The union makes sure the worst amongst you are protected and does not look at merit what-so-ever. If a teacher is enthusuistic and and can get students engaged they are hated by their peers for showing them up.
You hold communities hostage with salary negotiations. Even if the public votes the budget down they have nothing to say about salaries. Teachers are selfish and lazy and like a gang. They can do wahtever they want especially if they are tenured. They practically run the students over while running out the door in the afternoon. They hate no child left behind because it is attempting to hold teachers responsible for student performance.
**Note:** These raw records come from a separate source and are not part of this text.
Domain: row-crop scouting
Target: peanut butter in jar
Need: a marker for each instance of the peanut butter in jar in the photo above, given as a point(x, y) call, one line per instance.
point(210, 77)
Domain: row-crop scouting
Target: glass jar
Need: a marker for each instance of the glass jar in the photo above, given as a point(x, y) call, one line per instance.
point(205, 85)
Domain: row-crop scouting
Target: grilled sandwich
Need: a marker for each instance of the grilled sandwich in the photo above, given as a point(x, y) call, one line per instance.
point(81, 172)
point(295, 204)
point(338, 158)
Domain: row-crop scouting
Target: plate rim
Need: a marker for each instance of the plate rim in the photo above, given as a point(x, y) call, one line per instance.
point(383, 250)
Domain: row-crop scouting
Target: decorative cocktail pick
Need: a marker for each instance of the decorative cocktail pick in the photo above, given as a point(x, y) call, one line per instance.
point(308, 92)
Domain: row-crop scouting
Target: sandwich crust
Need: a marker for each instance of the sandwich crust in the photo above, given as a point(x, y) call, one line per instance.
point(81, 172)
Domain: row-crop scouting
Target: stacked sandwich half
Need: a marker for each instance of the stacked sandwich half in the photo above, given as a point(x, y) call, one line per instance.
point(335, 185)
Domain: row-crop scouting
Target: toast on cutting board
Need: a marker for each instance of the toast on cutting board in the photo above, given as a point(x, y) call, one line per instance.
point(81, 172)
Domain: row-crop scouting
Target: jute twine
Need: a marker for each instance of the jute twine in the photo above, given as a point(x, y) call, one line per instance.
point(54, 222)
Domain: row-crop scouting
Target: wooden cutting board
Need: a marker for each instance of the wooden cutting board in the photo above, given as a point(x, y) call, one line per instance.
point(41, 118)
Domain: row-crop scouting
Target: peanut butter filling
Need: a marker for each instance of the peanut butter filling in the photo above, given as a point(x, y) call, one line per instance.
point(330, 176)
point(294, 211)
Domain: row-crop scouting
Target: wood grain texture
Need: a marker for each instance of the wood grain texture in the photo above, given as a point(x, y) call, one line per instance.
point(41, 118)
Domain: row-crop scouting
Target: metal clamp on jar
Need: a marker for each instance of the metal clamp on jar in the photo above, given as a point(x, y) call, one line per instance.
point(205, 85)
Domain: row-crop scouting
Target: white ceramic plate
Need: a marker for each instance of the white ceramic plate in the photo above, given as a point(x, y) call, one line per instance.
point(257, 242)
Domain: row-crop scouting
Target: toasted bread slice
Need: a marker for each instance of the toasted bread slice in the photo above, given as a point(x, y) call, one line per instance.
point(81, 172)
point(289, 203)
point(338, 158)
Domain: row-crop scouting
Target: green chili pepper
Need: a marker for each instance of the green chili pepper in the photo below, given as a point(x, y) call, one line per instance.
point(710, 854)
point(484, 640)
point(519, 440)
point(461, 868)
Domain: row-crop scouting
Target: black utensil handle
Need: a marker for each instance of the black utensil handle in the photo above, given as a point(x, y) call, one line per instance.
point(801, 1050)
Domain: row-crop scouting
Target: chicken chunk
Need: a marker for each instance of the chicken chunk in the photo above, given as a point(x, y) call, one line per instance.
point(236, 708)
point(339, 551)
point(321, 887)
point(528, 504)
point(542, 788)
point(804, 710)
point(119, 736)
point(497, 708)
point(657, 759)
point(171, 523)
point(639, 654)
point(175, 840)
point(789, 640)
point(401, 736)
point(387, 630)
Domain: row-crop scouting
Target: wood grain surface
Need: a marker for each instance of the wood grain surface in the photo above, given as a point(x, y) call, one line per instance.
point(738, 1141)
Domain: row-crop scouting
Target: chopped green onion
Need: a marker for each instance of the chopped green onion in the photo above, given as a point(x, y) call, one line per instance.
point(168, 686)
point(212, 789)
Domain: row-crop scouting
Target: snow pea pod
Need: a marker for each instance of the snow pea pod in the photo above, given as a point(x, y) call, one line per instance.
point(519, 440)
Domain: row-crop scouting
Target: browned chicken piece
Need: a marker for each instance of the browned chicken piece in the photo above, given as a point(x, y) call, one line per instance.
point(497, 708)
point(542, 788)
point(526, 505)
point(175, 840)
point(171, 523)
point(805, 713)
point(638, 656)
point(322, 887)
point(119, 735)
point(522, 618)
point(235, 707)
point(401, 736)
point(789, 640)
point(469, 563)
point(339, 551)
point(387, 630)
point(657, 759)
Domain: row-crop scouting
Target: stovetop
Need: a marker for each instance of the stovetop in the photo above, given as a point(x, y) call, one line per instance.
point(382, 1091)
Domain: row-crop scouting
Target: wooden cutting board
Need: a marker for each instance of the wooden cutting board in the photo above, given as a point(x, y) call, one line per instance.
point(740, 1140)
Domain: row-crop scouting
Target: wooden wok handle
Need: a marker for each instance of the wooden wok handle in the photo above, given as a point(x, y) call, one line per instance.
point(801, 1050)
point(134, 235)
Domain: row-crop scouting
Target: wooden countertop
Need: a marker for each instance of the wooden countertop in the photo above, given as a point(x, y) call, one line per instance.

Teachers live well especially in suburban communities well above the average and think they are entitled.
When you take on your own from the inside and reform your union to look at performance and not politics you would do us all a favor. My job is based on performance and dedication and so should all of yours. Just think you only have to put up with that idiot 180 days a year. We have to pay school taxes 365 for an educational system that is putting the US behind other nations in quality of education.